High school students compete in mock trial
By CLARENCE MABIN / Lincoln Journal Star
It was a pretend criminal case, with a pretend defendant, pretend witnesses and pretend attorneys. Yet the emotions that surfaced inside a Lancaster County courtroom Wednesday at the end of the two-day state high school mock trial competition were decidedly real.
“I’m so excited,” beamed 15-year-old Rachel Kroon shortly after her team from Omaha Skutt Catholic High School claimed the championship. “It’s the best feeling in the world.”
A panel of real-life attorneys, acting as jurors, returned a split decision in favor of Skutt over Ainsworth High School.
Skutt will represent Nebraska in the national mock trial championship in Dallas in May.
The Nebraska competition, sponsored by the Nebraska State Bar Foundation and held in Lancaster County District Court, included teams from 12 high schools across the state. The teams were regional champions and they are among 145 mock trial teams from 74 Nebraska schools this year, said Doris Huffman, executive director of the foundation.
Competing teams took opposing sides in a fictional criminal case, state of Nebraska v. Willie Flounder. Panels of jurors rated the teams on their opening and closing statements, direct and cross-examination of witnesses, and the performances of the witnesses.
Daniel Jensen, 17, who, along with Kroon and Peter Wostenberg, acted as defense lawyers, said the team had been working on the Flounder case since August, sometimes as prosecutors, sometimes as defense counsel.
This week’s competition was trying in more ways than one.
“It’s probably one of the most difficult things I’ve ever done,” Jensen said. “You have to be able to think on your feet.”
In the case, written by a volunteer committee of Nebraska lawyers for the competition, Flounder stands accused of attempted murder after shooting another high school student, Deon Niedermeyer, with a shotgun in the school parking lot.

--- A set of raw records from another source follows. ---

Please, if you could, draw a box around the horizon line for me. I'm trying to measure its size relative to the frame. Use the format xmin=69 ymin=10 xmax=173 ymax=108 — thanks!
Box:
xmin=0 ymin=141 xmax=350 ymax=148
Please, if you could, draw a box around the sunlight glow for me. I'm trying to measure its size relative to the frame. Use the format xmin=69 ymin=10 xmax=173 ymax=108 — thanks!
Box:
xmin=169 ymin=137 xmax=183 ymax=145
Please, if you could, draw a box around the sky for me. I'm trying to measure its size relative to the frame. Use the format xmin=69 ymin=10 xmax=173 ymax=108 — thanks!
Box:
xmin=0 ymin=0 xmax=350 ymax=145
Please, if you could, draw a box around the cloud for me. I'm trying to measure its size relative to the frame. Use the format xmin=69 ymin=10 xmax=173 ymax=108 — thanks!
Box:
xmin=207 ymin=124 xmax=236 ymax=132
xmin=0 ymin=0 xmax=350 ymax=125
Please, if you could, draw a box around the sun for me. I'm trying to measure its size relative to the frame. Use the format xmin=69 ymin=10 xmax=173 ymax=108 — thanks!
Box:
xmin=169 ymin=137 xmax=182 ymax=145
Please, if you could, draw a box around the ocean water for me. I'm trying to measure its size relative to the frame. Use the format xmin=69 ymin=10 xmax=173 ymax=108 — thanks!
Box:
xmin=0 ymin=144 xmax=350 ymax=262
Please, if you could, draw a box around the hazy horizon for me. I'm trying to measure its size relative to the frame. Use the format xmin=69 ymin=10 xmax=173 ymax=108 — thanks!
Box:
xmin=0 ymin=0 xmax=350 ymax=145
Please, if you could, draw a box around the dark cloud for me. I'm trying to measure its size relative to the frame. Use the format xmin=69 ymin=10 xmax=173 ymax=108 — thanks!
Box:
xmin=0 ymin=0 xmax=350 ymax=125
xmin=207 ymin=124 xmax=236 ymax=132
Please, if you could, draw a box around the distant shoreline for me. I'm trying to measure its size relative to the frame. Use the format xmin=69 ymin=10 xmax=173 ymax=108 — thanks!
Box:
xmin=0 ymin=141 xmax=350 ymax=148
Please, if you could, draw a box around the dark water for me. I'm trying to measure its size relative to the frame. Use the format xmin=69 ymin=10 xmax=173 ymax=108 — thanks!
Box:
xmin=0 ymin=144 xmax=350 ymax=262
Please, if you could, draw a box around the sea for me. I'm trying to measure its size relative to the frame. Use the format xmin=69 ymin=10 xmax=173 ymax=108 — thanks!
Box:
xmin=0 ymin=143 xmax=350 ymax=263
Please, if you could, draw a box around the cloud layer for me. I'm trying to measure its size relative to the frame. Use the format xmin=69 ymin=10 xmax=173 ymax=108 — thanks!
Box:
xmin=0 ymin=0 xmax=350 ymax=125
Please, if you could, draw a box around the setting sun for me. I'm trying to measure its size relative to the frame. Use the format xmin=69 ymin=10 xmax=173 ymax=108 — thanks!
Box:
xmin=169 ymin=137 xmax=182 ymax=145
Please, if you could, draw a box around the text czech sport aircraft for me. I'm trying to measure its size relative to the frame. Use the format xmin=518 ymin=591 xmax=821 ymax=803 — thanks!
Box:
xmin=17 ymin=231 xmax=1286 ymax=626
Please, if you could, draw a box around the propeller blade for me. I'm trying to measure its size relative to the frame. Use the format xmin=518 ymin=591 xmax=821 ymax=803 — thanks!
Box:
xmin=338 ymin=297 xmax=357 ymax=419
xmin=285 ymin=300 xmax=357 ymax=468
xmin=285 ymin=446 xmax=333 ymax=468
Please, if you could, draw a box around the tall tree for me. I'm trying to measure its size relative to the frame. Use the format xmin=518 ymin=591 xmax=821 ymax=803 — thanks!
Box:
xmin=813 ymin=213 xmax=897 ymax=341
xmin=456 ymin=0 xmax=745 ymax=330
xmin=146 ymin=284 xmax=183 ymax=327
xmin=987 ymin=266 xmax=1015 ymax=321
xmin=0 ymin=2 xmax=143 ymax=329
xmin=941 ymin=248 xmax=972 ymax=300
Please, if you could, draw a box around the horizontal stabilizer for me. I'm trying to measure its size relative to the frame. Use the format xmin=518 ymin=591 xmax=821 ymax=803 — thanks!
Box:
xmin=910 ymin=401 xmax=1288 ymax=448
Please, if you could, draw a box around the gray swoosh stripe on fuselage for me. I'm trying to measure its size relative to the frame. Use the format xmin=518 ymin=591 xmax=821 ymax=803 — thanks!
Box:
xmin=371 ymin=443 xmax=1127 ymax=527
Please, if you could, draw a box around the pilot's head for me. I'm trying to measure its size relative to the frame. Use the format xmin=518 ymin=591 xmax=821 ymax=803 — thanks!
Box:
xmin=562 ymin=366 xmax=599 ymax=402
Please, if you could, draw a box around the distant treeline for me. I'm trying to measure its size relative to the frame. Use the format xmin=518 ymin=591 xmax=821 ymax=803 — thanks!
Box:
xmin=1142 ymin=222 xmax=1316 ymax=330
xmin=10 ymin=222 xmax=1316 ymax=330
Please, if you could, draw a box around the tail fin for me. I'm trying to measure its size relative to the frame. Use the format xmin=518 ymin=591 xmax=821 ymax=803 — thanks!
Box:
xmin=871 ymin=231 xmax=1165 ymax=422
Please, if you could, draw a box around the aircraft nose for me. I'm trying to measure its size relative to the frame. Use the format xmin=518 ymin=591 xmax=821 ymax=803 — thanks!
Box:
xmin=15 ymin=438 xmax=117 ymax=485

Flounder had said Niedermeyer had repeatedly bullied her.
At trial, her attorneys claimed the bullying caused Flounder to snap emotionally, and they argued their client was not guilty by reason of insanity.
The prosecution team contended Flounder knew right from wrong when she fired the shotgun. Her actions in the school parking lot were the product of hatred, not mental illness, Chris Bartak of Ainsworth said in his closing statement.
“This was a planned, deliberate attack,” he said.
Trial testimony included statements from Skutt student Matt Kroon, posing as psychologist P.T. Partee for the defense, and Sami Johnson of Ainsworth, who was the state’s expert witness, Dr. Pearson.
Kroon (as Dr. Partee) testified that Flounder was suffering a “brief psychotic disorder” when she fired the weapon. “Dr. Pearson,” on the other hand, said she saw signs that Flounder was feigning mental illness when they met after the shooting.
Other witnesses included Flounder, her close friend, Robin Kirkowski, and Niedermeyer.
Both teams showed they had done their homework in the law, often raising timely objections to one witness or another’s testimony.
U.S. Senior District Judge Lyle Strom of Omaha presided over the trial.
Between the closing arguments and announcement of the winner, the judge praised both sides, but also offered some sage, kindly advice.
Jensen, he said, did “too much walking” in front of the jurors during his closing statements. Bartak didn’t do enough, the judge said.
“You don’t have to stand there like a zombie,” Strom said.
Creighton Law School Dean Pat Borchers said the mock trial is good experience even for students who have no plans to enter the legal profession.
Borchers is an attorney-coach for Skutt, and his daughter, Erin, played Flounder.
“Most of them are not going to be lawyers,” he said. “And that’s OK. ... They’re developing confidence and communication skills that (will be useful) in all kinds of ways.”